Kelly Howard’s son Billy was one of those Utahns who was suffering from addiction when he died from an opioid overdose in 2014 — while he was not prescribed the drugs.

Ten years before that, Billy’s father also had died of an opioid overdose, and also without a prescription, Howard said.

“When [Billy] decided to leave treatment, he said to me, ‘Mom, it’s just too hard.’ My Billy passed away 10 days later,” Howard said at the news conference Wednesday morning. “My daughter and I were in the intensive care unit when they turned off the machines. He was 26 years old.”

Since 2007, Intermountain has spent about $10 million trying to correct prescription drug misuse, including pharmacy drop-boxes that have received more than 26,000 pounds of unused medication since 2015. The hospital also has distributed more than 1,700 naloxone kits, especially to rural areas. Naloxone is a medication that quickly reverses opioid overdose.

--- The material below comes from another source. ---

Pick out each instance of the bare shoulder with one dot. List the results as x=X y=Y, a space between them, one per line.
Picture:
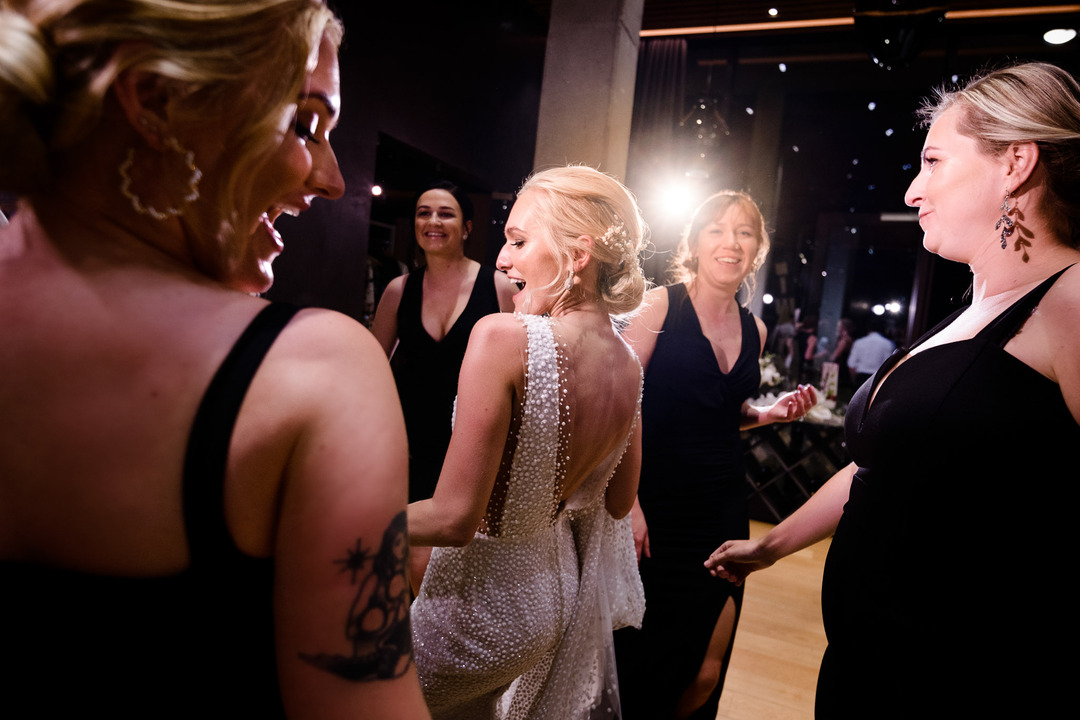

The most telling change health experts noticed was in patient awareness of addiction risks, Nichols said. Patients are more frequently raising concerns in conversations with doctors, and when doctors recommend alternative pain treatments, they’re getting “less pushback from patients than we ever had before,” Hasleton said.

Intermountain has spent about $3 million on a media campaign for addiction awareness, Nichols said, and doctors are trying to make patients more aware of studies that show over-the-counter pain remedies like ibuprofen are more effective than opioids for managing pain in many conditions.

Still, the bulk of the reductions came not from withholding or replacing opioid prescriptions but from prescribing fewer pills. Once the most obvious prescription excesses were addressed, further reductions came more slowly — and Intermountain’s 40 percent goal was pushed back.

“Each percent was exponentially more difficult,” Hasleton said. “We realized we may be (trying to do) too much.”

For 2019, the health care network has set a goal of a 5 percent reduction, which accounts for population growth, Nichols said.

“We really don’t want patients to be in pain,” Nichols said. “As we get to 3.8 million (fewer pills), it becomes more and more challenging to find that balance.”